The context of the parable speaks volumes about our relationship to our work.
Work is a gift from God for the sake of His kingdom.
Work, paid and unpaid, like all of life, is a gift from God. The laborers in that vineyard worked the land, and the land provided for the community. The work that matters never ends with us. God gives us work to use our gifts, and the gifts bless others. “The Christian disciple is, by definition, called to be a Christian worker” (Bruner, 319). Even back when I was working the cash register at Bookmans, I used to say that the work I did that really mattered was work I’d do even if I wasn’t getting paid. Sure, I took the money and ran the credit cards because it was my job, but I would have helped the teenager find the book he needed for school or sold the auto repair manual to the single mom for free. I was serving them. That’s discipleship.
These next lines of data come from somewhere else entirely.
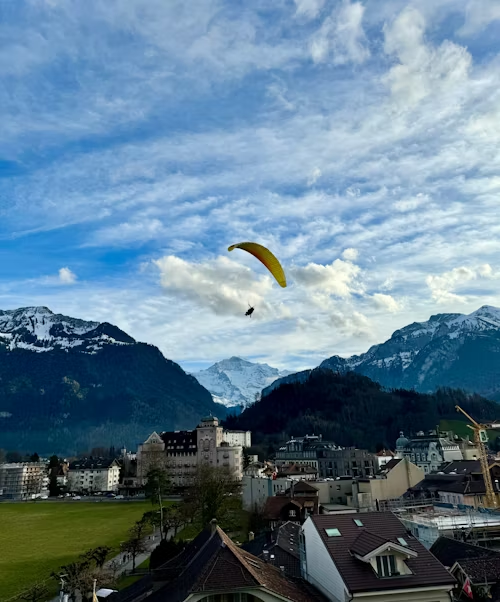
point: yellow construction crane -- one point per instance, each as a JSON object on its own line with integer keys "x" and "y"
{"x": 480, "y": 438}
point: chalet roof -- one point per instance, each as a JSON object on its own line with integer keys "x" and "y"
{"x": 481, "y": 570}
{"x": 366, "y": 542}
{"x": 385, "y": 452}
{"x": 461, "y": 467}
{"x": 448, "y": 551}
{"x": 288, "y": 538}
{"x": 218, "y": 565}
{"x": 358, "y": 575}
{"x": 303, "y": 487}
{"x": 294, "y": 469}
{"x": 391, "y": 464}
{"x": 465, "y": 487}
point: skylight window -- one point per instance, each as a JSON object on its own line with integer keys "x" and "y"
{"x": 333, "y": 532}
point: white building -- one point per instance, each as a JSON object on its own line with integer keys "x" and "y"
{"x": 238, "y": 438}
{"x": 93, "y": 475}
{"x": 23, "y": 480}
{"x": 180, "y": 452}
{"x": 256, "y": 490}
{"x": 428, "y": 452}
{"x": 370, "y": 556}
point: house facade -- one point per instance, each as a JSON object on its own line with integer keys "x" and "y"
{"x": 429, "y": 451}
{"x": 393, "y": 481}
{"x": 92, "y": 475}
{"x": 182, "y": 451}
{"x": 370, "y": 556}
{"x": 23, "y": 480}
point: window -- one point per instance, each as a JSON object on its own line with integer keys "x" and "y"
{"x": 386, "y": 566}
{"x": 333, "y": 532}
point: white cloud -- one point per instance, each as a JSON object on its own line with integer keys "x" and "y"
{"x": 309, "y": 8}
{"x": 350, "y": 254}
{"x": 221, "y": 285}
{"x": 478, "y": 15}
{"x": 66, "y": 276}
{"x": 340, "y": 278}
{"x": 341, "y": 36}
{"x": 422, "y": 70}
{"x": 442, "y": 286}
{"x": 386, "y": 302}
{"x": 314, "y": 177}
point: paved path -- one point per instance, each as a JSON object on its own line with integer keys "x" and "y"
{"x": 125, "y": 567}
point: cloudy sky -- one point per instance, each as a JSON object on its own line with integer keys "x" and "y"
{"x": 358, "y": 140}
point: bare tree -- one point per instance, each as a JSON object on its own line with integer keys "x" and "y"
{"x": 38, "y": 592}
{"x": 211, "y": 493}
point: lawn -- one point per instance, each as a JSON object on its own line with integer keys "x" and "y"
{"x": 38, "y": 537}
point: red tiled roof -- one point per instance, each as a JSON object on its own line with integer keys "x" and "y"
{"x": 358, "y": 575}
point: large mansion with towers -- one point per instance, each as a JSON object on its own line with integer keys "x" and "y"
{"x": 183, "y": 451}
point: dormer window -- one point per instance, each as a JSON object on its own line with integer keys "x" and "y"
{"x": 386, "y": 566}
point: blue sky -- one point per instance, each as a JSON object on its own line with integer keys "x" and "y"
{"x": 358, "y": 140}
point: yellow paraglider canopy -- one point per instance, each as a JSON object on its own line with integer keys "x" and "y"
{"x": 264, "y": 256}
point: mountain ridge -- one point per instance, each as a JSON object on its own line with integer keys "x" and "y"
{"x": 236, "y": 381}
{"x": 442, "y": 351}
{"x": 67, "y": 385}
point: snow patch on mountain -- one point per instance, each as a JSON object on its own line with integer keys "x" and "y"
{"x": 38, "y": 329}
{"x": 237, "y": 382}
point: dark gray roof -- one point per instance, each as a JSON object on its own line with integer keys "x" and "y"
{"x": 92, "y": 463}
{"x": 448, "y": 551}
{"x": 481, "y": 570}
{"x": 358, "y": 575}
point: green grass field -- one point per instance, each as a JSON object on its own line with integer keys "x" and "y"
{"x": 38, "y": 537}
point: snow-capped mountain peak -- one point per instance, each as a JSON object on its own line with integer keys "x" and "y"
{"x": 236, "y": 381}
{"x": 39, "y": 329}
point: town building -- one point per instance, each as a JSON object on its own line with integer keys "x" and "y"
{"x": 383, "y": 456}
{"x": 370, "y": 556}
{"x": 458, "y": 483}
{"x": 256, "y": 490}
{"x": 430, "y": 451}
{"x": 298, "y": 472}
{"x": 393, "y": 481}
{"x": 213, "y": 568}
{"x": 280, "y": 548}
{"x": 302, "y": 451}
{"x": 23, "y": 480}
{"x": 93, "y": 475}
{"x": 180, "y": 452}
{"x": 296, "y": 504}
{"x": 348, "y": 461}
{"x": 478, "y": 566}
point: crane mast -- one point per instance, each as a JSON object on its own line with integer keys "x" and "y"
{"x": 480, "y": 438}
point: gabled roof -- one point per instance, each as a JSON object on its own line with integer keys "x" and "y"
{"x": 480, "y": 570}
{"x": 93, "y": 464}
{"x": 218, "y": 565}
{"x": 358, "y": 575}
{"x": 448, "y": 551}
{"x": 390, "y": 465}
{"x": 288, "y": 538}
{"x": 303, "y": 487}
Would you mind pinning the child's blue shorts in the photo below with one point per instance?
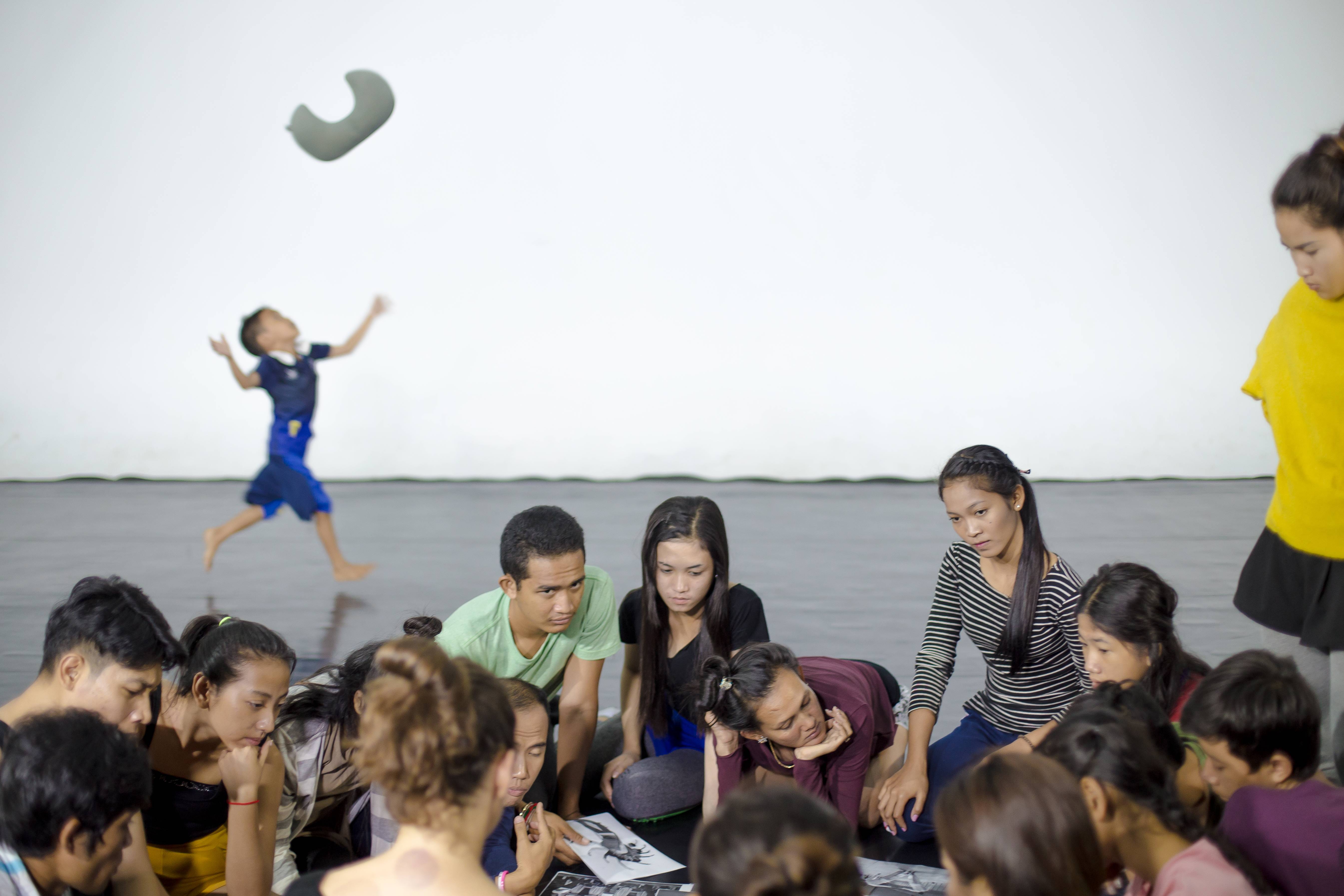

We are called to work, not a job.
God provides work, but He doesn’t guarantee a particular job. Some of the laborers had a job for a day, others for an hour. There’s no mention of work the next day. Businesses, enterprises, and workplaces come and go. Some last longer than others, but none of them are permanent. “ And the world and its desire are passing away, but those who do the will of God abide forever” (1 John 2:17). Jobs go away, even dream jobs. New jobs emerge. If we’re doing the will of God by loving both Him and neighbor, it matters little where and how it’s happening.
I suppose that’s easier to say than to endure when a job ends unexpectedly and the new job hasn’t been found. When we’re wondering how to pay the mortgage. When the bills are overdue. When our sense of identity is uncertain. Here’s when the simple point–God’s sovereign grace–matters.
Finally, God provides extravagantly.
This is the promise that makes the call to work and the uncertainty of our jobs bearable. We can trust that God will provide for us, somehow, some way. We trust and He gives so His name can be praised.
In my first church where I served as an associate pastor, money was often thin. Several Decembers in a row, when the elders sat down to make a budget, my salary was a topic of debate. Reduce it? Eliminate it? Keep it and hope for the best? I spent the weeks of Advent wondering if I’d have a job in January, and I hated it. One day I complained to a friend about the lousy timing of my job uncertainty during the season of shopping. She sympathized but then commented that maybe December was the most appropriate time for such uncertainty. After all, she said, isn’t Advent all about hope and God’s love?
Fair enough. I didn’t stop complaining, mind you, but I did it with humility.
My friend’s observation is as true in Lent as it is in Advent and all year round. Work is a gift. Jobs come and go. God provides always. And He makes it all possible for the sake of hope and His love.